スポーツ ハイブリッド SH-AWDのシステム構成
ツインモーターユニットは最高出力27kW(37PS)/4000rpm、最大トルク73Nm(7.4kgm)/0-2000rpmを発生する高密度・高性能モーターを2基組み合わせて構成
リアタイヤのイン側とアウト側で逆方向にトルクを発生させることでライントレース性を高められる
V型6気筒エンジンでは「3ステージVTEC」を搭載し、クルーズ走行時などにリアバンク側の3気筒を休止させる可変シリンダーシステム(VCM)を採用
ツインモーターユニットの2つのモーターは中央のワンウェイクラッチを介して接続され、モーターとクラッチの間にプラネタリー減速機構を備えて高速域でのトルクベクタリングを実現
多種多彩な改善を施して基本となるシャシー性能を充実させ、スポーツ ハイブリッド SH-AWDとの組み合わせによってオンザレール感覚の走行性能を生み出す

 この新型レジェンドから採用がスタートしたホンダの新しい安全運転支援システム「Honda SENSING(ホンダ センシング)」については、昂ぶる走りをより安心して楽しんでもらうための装備と位置づけ、カメラとミリ波レーダーを組み合わせて利用することで、通常走行時から緊急時のリスク回避まで幅広くドライバーを支援する。

新開発の「Honda SENSING」では、カメラで対象物体の属性や大きさなどを認識し、レーダーで対象物体の位置や移動速度などをチェック。それぞれの得意分野を組み合わせてドライビングをサポートする
「歩行者事故低減ステアリング」は世界初(2014年10月現在)の先進安全装備。ほかにも数多くの機能によって、危険の発生を未然に防いだり、トラブルからの回避などを支援する
フロントウインドー内側に設置されるカメラ。Honda SENSINGでは単眼式を採用している

 発表会の終盤には質疑応答を実施。記者からは当初は年内とされていた発売時期が2015年1月に遅れたことに関連して、開発期間の短縮やコスト削減などの見直しが行われるかについて質問され、これに対して伊東社長は2013年に発売したフィットなどで複数回のリコールが発生したことをユーザー、関係各所に対して改めて謝罪。ホンダが考えるこれからの技術の方向性としては、まだしばらくのあいだハイブリッドが中心になると語り、フィットのi-DCDについてはリコールを出したことについては猛省するとしつつ、高度なテーマに対してチャレンジした製品であると説明。エンジンとモーターをそれぞれ独立させて効率を追究しつつ、クルマとしての燃費効率と運転の楽しさを追い求めた技術であると語っている。

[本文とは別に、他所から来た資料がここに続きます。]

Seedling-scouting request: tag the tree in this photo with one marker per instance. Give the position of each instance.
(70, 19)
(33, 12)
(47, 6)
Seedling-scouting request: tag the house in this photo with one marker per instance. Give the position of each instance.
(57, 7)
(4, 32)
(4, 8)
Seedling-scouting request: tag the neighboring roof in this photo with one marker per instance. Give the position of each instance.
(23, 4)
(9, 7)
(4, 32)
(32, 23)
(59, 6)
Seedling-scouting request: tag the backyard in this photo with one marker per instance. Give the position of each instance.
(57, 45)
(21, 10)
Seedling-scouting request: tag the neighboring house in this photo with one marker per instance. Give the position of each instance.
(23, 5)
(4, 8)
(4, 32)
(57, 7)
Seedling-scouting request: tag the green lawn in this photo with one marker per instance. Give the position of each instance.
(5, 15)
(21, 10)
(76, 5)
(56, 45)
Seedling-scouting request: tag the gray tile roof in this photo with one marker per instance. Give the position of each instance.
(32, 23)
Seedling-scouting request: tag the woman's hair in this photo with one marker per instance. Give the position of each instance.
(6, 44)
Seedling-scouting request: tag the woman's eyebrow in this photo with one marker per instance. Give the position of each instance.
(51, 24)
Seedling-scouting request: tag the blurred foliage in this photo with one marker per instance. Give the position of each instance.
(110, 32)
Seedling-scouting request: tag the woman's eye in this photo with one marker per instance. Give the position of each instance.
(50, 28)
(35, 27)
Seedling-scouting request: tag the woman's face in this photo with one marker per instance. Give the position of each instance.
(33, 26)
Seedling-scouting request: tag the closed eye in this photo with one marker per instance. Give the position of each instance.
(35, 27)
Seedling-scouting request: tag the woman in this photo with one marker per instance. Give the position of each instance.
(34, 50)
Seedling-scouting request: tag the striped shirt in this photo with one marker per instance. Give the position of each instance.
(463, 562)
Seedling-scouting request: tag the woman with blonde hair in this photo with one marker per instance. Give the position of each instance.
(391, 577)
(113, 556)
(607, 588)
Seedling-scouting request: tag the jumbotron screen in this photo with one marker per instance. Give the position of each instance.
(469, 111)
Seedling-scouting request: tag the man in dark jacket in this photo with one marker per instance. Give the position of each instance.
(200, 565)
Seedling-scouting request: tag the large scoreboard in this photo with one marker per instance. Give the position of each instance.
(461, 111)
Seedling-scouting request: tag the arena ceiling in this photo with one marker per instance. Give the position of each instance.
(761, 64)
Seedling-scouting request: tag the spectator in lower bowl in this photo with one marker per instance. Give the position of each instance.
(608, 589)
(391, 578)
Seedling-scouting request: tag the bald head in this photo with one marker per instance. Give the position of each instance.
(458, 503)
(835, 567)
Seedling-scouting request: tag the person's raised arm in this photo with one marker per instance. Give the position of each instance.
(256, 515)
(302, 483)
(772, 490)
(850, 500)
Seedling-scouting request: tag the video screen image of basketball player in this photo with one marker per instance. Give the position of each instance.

 レジェンドでは当初予定の発売時期をずらして内容の精査と検証を行い、ここから発売までに日本独自の部分を煮詰め、完全な車両をお客さまに渡すための活動であると理解を求めた。また、開発期間の短縮は製造業として永遠の命題であり、コストの削減も非常に重要なことだが、自分たちはそのために活動しているわけではなく、お客さまによいものをお届けすることを大前提として、もう1度見直す活動を行っているところですとコメントしている。

質疑応答で「来年の2015年にはS660やNSXなどを上市する予定で、日本専用車種でも複数市場投入する予定」と明かす伊東社長
発表会場の入り口に掲げられていた言葉。レジェンドが「Top of Honda」であると示している

(編集部:佐久間 秀)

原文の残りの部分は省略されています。